What are Pancreatic Exocrine Tumors?
Pancreatic cancer is dangerous as it often goes undetected until the aggressive adenocarcinoma has already spread to other organs. These tumors form out of glandular tissue of the pancreas. This cancer often metastasizes to the stomach and then rapidly spreads to the abdomen and liver. At this point, the digestive enzymes that are formed in the pancreas leak out into the abdomen and begin to break down tissue. This is extremely painful for the cat. While early detection of pancreatic cancer may be beneficial, often this form of tumor is fatal.
The pancreas is an internal organ that aids in processing and digesting foods. It serves two main purposes, having an endocrine and an exocrine system. The endocrine role the pancreas plays has to do with regulating blood sugar through the body. The exocrine portion helps to produce enzymes that aid in digestion. It also secretes bicarbonate which decreases stomach acidity. Tumors can develop on the pancreas, although in cats they are rare. Malignant tumors called pancreatic adenocarcinomas are the most commonly seen pancreatic exocrine tumors. Benign tumors occur much less frequently, and are referred to as pancreatic adenomas.
Symptoms of Pancreatic Exocrine Tumors in Cats
Symptoms of pancreatic tumors often go unnoticed for some time. General signs of your cat feeling off may be the first clue that something is wrong. Usually, malignant tumors metastasizing to other organs will cause the first prominent symptoms in the cat, although by that point it is generally too late for the cat to be saved. All possible symptoms include:
- Abdominal pain
- Abdominal distension
- Weight loss
- Difficulty breathing
- Bone pain
- Hair loss
Causes of Pancreatic Exocrine Tumors in Cats
The exact cause of pancreatic tumors is unknown. It is thought that a combination of simultaneous circumstances may cause tumors to form. Environment can play a role in cancer development, especially in areas where harmful toxins exits. Genetic susceptibility is also a factor, with certain genes making cancer formation more likely. Pancreatic exocrine tumors are seen more often in older cats. This is because the older the body's cells become, the more likely they are to mutate.
Diagnosis of Pancreatic Exocrine Tumors in Cats
If symptoms have already begun, the outlook for the cat is grim. If tumors are found as part of a routine check-up, or from examination due to another health condition, they may be caught early enough to treat. You will be asked to provide the veterinarian with your cat’s full medical history. The veterinarian will then complete a physical examination on the cat, palpating the abdomen to assess if it is tender or if there is a large mass present.
X-rays and ultrasounds may be used to confirm and locate tumors on the pancreas. They can also be used to determine if tumors have started to form on other organs. Urinalysis can reveal if the liver is functioning properly or of the cat is suffering from dehydration. Blood work including a complete blood count and a biochemical profile may show indications of cancer, however a diagnosis of this condition can not be made on blood tests alone. If the pancreatic tumors happen to be benign, they will grow slowly and may never exhibit symptoms. Often the only way to confirm a diagnosis is by taking a biopsy of one of the tumors during surgery. As cats do not always survive these surgeries, a lab may confirm a case of pancreatic exocrine cancer post mortem.
Treatment of Pancreatic Exocrine Tumors in Cats
If benign tumors are found, they will often be treated the same as malignant tumors as a precaution. If X-rays have shown that malignant tumors have already spread to other organs, no treatment will be administered and euthanasia is likely.
If the veterinarian determines that there is any chance of survival for the cat, surgery may be performed. The goal is to remove the tumors and the surrounding tissue to stop cancer from developing or spreading. General anesthesia is required for this procedure. If more tumors are found than anticipated pre-surgery, the cat may be euthanized in the operating room to prevent any more suffering.

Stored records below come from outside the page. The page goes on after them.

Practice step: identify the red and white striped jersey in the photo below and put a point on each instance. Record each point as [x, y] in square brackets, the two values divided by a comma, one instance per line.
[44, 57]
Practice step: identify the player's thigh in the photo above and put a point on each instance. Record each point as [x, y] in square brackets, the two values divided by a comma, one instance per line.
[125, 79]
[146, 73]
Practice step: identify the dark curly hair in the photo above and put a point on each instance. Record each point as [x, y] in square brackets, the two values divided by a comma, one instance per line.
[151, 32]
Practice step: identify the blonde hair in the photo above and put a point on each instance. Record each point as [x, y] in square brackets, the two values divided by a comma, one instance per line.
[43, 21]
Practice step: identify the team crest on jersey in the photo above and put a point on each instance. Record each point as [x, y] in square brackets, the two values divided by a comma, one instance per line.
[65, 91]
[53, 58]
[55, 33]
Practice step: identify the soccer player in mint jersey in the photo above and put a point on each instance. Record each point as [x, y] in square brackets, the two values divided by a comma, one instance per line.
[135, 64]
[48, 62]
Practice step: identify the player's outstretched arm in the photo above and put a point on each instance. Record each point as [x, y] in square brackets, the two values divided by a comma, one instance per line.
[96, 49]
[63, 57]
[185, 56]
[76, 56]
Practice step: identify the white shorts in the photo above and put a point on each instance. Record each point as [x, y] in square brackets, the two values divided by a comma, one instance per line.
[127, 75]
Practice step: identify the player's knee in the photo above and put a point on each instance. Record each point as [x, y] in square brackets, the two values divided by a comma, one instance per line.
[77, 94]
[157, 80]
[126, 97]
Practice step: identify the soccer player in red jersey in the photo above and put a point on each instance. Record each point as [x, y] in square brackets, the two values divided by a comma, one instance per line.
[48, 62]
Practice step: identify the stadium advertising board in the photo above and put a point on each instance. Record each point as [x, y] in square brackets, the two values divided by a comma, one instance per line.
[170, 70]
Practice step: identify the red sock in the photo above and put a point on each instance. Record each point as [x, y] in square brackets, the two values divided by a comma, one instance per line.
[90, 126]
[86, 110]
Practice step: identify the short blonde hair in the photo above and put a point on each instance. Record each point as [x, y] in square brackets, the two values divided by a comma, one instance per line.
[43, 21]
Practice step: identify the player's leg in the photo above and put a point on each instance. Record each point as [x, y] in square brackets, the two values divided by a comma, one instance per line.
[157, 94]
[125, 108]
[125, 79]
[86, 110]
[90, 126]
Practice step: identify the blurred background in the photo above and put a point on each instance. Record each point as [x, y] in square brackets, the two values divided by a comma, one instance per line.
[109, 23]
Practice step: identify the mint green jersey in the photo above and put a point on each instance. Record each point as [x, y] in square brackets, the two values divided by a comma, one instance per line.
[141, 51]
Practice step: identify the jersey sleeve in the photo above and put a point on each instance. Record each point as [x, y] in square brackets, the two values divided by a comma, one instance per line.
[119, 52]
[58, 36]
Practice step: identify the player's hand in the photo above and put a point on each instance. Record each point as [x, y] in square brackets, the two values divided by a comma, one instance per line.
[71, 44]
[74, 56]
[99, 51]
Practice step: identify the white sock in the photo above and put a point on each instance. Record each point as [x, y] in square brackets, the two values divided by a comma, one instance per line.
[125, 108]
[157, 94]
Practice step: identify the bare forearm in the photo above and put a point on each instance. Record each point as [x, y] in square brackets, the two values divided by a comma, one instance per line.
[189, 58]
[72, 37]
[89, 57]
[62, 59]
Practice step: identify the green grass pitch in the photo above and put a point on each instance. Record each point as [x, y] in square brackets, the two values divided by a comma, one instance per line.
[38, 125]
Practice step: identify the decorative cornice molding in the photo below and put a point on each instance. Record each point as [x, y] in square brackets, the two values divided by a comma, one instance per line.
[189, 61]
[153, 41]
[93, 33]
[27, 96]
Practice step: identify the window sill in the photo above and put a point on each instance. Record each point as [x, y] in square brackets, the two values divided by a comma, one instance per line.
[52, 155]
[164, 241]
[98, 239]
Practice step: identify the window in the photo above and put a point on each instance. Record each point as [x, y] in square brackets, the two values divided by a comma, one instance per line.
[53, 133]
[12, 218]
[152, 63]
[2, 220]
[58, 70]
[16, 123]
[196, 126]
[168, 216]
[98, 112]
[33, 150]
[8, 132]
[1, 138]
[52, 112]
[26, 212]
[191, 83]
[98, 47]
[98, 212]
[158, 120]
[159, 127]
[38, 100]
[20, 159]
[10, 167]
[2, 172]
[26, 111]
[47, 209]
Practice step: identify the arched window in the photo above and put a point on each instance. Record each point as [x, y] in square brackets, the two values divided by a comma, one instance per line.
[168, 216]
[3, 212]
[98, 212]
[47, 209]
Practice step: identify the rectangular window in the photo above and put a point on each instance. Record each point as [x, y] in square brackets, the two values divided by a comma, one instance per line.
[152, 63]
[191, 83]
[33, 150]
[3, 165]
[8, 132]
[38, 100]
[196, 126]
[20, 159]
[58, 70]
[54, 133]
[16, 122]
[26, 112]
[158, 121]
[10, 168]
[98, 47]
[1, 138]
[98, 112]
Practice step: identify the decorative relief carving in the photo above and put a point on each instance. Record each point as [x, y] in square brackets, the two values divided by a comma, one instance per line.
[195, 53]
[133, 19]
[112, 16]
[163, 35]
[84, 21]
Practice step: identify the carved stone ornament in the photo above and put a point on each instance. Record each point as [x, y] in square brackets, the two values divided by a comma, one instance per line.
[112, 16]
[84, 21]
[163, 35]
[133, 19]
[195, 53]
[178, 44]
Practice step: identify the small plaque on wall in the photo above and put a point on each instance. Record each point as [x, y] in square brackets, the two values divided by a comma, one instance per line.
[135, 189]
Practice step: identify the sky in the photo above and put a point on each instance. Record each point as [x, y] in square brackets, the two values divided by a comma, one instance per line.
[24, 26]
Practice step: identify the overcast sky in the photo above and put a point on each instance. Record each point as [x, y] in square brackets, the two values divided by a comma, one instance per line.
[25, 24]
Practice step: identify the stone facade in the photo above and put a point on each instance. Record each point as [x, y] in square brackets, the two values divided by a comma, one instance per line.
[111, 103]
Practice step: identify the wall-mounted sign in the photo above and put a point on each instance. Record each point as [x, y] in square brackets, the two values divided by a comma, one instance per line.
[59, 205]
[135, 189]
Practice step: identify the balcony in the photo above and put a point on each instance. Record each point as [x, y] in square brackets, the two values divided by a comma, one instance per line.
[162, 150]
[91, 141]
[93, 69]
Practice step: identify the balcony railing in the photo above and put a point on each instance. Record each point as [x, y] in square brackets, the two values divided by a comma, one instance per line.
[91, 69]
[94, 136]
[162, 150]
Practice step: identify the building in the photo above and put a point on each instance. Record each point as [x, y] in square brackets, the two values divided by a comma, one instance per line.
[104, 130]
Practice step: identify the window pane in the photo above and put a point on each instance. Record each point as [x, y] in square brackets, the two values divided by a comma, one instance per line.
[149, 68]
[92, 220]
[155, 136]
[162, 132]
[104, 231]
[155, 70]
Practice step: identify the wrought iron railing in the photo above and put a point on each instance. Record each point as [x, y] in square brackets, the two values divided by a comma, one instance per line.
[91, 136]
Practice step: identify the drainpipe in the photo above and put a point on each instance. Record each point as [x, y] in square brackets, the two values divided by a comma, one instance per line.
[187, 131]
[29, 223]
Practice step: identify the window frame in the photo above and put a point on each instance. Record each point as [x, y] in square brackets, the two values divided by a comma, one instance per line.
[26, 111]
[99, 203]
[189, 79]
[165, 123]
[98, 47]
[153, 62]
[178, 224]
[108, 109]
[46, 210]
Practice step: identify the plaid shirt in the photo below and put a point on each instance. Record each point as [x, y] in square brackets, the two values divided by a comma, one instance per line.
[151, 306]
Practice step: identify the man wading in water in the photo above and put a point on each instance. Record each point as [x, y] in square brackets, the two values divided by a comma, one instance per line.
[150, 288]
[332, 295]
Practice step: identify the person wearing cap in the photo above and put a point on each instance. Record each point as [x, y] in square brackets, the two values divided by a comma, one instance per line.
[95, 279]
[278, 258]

Recovery of Pancreatic Exocrine Tumors in Cats
If benign pancreatic adenomas have been identified and removed, the cat has a good chance of survival. All postoperative care must be followed to ensure the cat heals. The cat may need to be hospitalized for five to seven days after the procedure, at which time it will require both feeding tubes and an IV for fluids. Once the cat has been discharged, you will need to monitor the incision daily to look for any signs of infection, such as redness or swelling. Return the cat to the clinic at once if any signs develop.
The prognosis for malignant pancreatic adenocarcinomas is much worse. Unless the tumors happen to be discovered extremely early, the average survival time post diagnosis is less than three months. If your cat survives surgery, regular veterinary check-up appointments will be needed to watch for possible metastasizing to other organs. There is no way to prevent these tumors from forming. It is best to bring your cat in at least twice a year for a full physical examination once the cat is older than seven years of age. This may help in identifying health issues at their earliest stage.